Over 90% of the Italian chain’s creditors voted to approve the plan today (31 May).
It comes after pre-tax profits at the group fell 81% to £982,000 in the year to September 2016, despite revenues rising 2.7%.
Up to 30 of Carluccio's 103 UK sites will be impacted, though the company says it will make further announcements on closures “when practicable”.
The vote will see Carluccio’s owner Landmark, which bought the chain for £90m in 2010, invest £10m in refurbishing its remaining restaurants.
“This vote was vital to protect our strong core business and the Carluccio’s brand,” says Carluccio's CEO Mark Jones, who joined the business in January.

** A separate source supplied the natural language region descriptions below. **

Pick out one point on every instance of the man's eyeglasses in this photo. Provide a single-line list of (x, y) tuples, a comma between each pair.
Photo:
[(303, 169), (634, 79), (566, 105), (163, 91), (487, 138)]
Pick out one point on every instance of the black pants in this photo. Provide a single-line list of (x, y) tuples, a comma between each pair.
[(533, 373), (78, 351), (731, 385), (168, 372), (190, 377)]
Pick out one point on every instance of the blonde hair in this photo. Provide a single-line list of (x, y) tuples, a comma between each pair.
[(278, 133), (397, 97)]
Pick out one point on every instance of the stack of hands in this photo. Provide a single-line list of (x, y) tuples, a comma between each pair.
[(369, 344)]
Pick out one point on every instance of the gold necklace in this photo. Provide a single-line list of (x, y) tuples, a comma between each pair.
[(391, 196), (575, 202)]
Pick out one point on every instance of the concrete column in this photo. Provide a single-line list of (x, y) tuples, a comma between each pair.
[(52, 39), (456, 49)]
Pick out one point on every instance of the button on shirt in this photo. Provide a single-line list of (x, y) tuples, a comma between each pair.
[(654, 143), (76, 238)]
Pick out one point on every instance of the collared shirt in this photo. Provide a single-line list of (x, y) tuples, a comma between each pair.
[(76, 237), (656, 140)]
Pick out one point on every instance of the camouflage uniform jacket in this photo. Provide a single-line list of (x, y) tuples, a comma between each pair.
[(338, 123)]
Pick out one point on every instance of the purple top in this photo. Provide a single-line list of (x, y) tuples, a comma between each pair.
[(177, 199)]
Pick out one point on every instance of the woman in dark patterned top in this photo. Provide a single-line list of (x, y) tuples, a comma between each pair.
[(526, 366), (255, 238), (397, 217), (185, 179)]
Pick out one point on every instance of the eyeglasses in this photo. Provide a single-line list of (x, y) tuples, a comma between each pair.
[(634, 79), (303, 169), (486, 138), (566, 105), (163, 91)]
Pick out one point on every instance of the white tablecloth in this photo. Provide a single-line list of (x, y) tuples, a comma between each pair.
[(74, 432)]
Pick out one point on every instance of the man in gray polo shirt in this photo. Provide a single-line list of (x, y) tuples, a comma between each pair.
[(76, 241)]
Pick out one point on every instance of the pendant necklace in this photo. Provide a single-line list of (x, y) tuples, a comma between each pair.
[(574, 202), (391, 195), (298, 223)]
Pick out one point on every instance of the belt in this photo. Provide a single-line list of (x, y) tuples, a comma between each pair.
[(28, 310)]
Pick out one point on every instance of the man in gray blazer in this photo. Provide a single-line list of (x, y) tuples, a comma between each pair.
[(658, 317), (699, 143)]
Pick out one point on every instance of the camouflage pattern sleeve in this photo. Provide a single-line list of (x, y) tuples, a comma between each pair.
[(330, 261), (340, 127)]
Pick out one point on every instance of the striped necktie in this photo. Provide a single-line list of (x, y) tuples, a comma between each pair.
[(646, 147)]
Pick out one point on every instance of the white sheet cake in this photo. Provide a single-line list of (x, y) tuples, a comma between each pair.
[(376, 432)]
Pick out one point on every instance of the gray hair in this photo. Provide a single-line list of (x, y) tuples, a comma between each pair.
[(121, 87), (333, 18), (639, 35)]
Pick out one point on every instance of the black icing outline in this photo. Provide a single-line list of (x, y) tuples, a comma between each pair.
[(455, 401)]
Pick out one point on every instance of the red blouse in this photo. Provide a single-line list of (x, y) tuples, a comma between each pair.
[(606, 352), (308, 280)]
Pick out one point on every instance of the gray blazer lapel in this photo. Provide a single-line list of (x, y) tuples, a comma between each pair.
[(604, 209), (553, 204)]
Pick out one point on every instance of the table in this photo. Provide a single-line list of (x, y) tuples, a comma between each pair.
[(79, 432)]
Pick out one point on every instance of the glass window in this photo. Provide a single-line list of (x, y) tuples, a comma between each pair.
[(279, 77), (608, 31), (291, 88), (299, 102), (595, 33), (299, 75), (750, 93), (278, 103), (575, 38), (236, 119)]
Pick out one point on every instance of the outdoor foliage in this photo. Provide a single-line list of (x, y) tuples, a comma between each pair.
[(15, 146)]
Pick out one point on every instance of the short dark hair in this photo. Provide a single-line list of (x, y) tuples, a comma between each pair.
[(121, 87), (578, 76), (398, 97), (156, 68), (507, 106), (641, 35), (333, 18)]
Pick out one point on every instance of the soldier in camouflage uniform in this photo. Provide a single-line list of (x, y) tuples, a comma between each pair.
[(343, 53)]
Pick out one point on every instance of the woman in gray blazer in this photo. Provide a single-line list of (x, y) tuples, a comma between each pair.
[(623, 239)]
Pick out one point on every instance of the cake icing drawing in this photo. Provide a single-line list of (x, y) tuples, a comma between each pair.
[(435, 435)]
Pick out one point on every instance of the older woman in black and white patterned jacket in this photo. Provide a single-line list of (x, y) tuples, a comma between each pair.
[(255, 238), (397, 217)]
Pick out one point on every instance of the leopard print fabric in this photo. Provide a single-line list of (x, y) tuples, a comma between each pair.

“The positive outcome enables us to kick-start an extensive programme of reinvigoration across our estate - with the aim of elevating the guest experience and underpinned by our brand ethos of minimum of fuss, maximum of flavour, which was so passionately championed by our founder Antonio Carluccio.”
The Italian chain launched in the 1990’s and has sought to revamp its format over the past two years, launching the now-closed grab-and-go Via Carluccio’s site and introducing pizza to its menu for the first time.
It has opened three Marriott hotel restaurants since 2016, which Jones says are “particularly suited” to the brand.
High street chains Jamie's Italian, Prezzo and Byron have all closed restaurants this year using CVA's amidst tough trading conditions on the high street.